In Bomberg's hands this elision of seemingly antithetical style and subject matter is what renders his images all the more powerful, that gives them a true ‘shock of the new,' to borrow from the title of Robert Hughes memorable account of Modernism. Woman and Machine is a highly stylised painting yet altogether real; it is sophisticated yet blunt; cool yet full of emotion; the dark striated background all about a looming, sinister chiaroscuro yet also sharing a purely abstract factuality.
The Bomberg who returned from the trenches of World War I was a changed man, the Vorticist ideal of a bright mechanised future left buried in the Flanders mud. Because of his background he had always felt an outsider, even when feted by the aristocratic beau monde that surrounded him and his Slade contemporaries. And so in his works from 1919 onwards, outsiders become his subject, as well as ciphers for his feelings. War has changed nothing, all that incredible waste for nothing: the ghetto - socio-economic, rather than ideological - persists.
One initially reads Woman and Machine as an image of work, but the lack of material and the concentration of the figure's hands suggest that she may be, in fact, repairing her machine, after hours with everyone else gone. Bomberg had an intimate - visceral - knowledge from his youth that the piece-worker's time wasted through broken machinery meant lost income, hardship and hunger. Thus the absorption of our figure, which the artist highlights by making the form of her body mirror the smaller form of the machine itself, is both a study in human activity but also human need, the need to have a means by which to survive.
Woman and Machine is part of a small but very significant group of works that form a bridge between Bomberg's pre-War work and the move into landscape that began during his travels in Palestine in 1922 and continued into 1930s in his first encounter with Spain.
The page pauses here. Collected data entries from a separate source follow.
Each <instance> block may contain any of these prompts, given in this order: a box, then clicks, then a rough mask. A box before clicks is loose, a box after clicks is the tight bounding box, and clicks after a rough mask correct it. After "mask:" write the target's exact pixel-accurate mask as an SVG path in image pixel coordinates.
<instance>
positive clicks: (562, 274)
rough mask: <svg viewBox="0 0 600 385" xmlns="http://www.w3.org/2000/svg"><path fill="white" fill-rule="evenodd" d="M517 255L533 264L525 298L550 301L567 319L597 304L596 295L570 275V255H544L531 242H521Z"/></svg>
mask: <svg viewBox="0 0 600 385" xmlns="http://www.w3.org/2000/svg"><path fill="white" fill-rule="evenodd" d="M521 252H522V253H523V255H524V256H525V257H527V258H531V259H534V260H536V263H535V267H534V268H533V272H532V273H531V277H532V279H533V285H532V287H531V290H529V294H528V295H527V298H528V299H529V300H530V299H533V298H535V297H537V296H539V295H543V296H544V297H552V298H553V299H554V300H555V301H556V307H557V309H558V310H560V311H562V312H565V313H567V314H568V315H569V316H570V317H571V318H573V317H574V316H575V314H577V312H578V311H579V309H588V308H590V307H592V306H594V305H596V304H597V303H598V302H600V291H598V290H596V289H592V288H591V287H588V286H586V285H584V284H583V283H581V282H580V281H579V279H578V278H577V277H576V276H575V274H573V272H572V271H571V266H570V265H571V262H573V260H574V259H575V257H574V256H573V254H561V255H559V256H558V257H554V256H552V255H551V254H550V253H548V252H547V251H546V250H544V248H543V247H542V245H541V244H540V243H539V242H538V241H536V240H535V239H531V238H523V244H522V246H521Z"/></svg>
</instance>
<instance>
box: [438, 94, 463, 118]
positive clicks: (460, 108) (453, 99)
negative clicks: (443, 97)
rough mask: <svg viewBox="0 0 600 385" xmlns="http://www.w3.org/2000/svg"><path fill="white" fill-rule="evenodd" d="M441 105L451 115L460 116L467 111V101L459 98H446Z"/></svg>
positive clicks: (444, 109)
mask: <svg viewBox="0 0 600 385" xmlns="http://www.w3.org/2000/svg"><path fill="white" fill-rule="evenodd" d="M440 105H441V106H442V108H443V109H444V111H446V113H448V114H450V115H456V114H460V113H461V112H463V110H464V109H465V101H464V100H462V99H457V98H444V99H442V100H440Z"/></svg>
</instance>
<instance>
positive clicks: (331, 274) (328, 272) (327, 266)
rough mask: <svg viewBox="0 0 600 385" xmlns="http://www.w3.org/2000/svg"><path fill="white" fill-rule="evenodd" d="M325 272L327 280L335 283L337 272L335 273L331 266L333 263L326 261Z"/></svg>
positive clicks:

This group was collected together in his 1988 retrospective at the Tate: Woman and Machine, Barges (Tate), Ghetto Theatre (Ben Uri Gallery) and Bargee (Thyssen-Bornemisza Collection). They are paintings that bid farewell to the East End of his childhood, to the stolen moments of rest from the city. They are steeped in the solitude and distance felt by those returned from the Front and yet they are tributes, too, to the human spirit that endures.